Single by Carly Pearce

from the album Carly Pearce
- Released: November 2, 2018
- Genre: Country
- Length: 3:07
- Label: Big Machine
- Songwriter(s): Hillary Lindsey; Gordie Sampson; Troy Verges;
- Producer(s): busbee

Carly Pearce singles chronology
| "Hide the Wine" (2017) | "Closer to You" (2018) | "I Hope You're Happy Now" (2019) |

= Closer to You (Carly Pearce song) =

"Closer to You" is a song recorded by American country music singer Carly Pearce. It was released in November 2018 as the first single from her self-titled second studio album.
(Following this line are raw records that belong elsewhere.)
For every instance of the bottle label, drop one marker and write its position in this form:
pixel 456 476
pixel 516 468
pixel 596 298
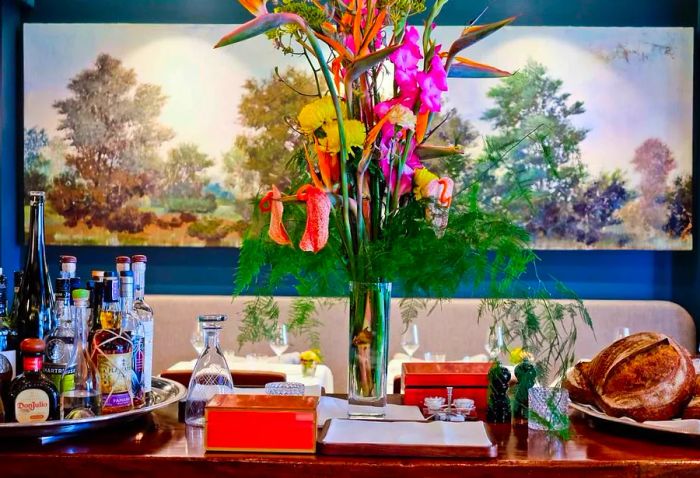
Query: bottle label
pixel 148 354
pixel 137 377
pixel 115 377
pixel 59 349
pixel 32 364
pixel 32 405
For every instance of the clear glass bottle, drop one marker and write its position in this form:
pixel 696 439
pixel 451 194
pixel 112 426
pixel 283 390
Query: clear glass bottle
pixel 84 399
pixel 145 313
pixel 35 296
pixel 111 352
pixel 211 375
pixel 132 327
pixel 59 343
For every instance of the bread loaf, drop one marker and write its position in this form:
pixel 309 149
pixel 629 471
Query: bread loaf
pixel 646 376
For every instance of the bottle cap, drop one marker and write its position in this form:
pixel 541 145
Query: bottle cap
pixel 80 294
pixel 36 197
pixel 32 345
pixel 62 285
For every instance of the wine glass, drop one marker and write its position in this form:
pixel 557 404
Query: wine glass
pixel 197 340
pixel 279 342
pixel 495 343
pixel 409 341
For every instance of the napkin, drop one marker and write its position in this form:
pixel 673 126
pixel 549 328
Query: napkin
pixel 469 434
pixel 330 407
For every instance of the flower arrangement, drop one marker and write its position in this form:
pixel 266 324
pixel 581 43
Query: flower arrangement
pixel 370 198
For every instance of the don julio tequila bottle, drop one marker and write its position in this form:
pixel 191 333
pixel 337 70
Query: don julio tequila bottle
pixel 112 353
pixel 33 397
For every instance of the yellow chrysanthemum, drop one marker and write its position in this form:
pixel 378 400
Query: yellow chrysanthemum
pixel 421 179
pixel 354 135
pixel 318 113
pixel 310 355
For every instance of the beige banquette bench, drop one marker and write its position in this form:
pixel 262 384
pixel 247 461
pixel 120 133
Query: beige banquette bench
pixel 452 328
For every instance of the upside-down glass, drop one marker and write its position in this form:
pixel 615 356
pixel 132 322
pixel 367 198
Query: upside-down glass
pixel 410 341
pixel 211 375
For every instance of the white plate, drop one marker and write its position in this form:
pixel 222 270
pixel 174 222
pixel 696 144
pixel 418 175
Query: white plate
pixel 678 426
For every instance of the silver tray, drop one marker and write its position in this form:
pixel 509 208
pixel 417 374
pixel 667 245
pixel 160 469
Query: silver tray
pixel 165 392
pixel 685 427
The song was written by Hillary Lindsey, Gordie Sampson and Troy Verges.

==Charts==

===Weekly charts===

| Chart (2018–2019) | Peak position |
|---|---|
| Canada Country (Billboard) | 43 |
| US Country Airplay (Billboard) | 28 |
| US Hot Country Songs (Billboard) | 33 |

===Year-end charts===

| Chart (2019) | Position |
|---|---|
| US Hot Country Songs (Billboard) | 83 |

==Certifications==

| Region | Certification | Certified units/sales |
| United States (RIAA) | Gold | 500,000^{‡} |
^{‡} Sales+streaming figures based on certification alone.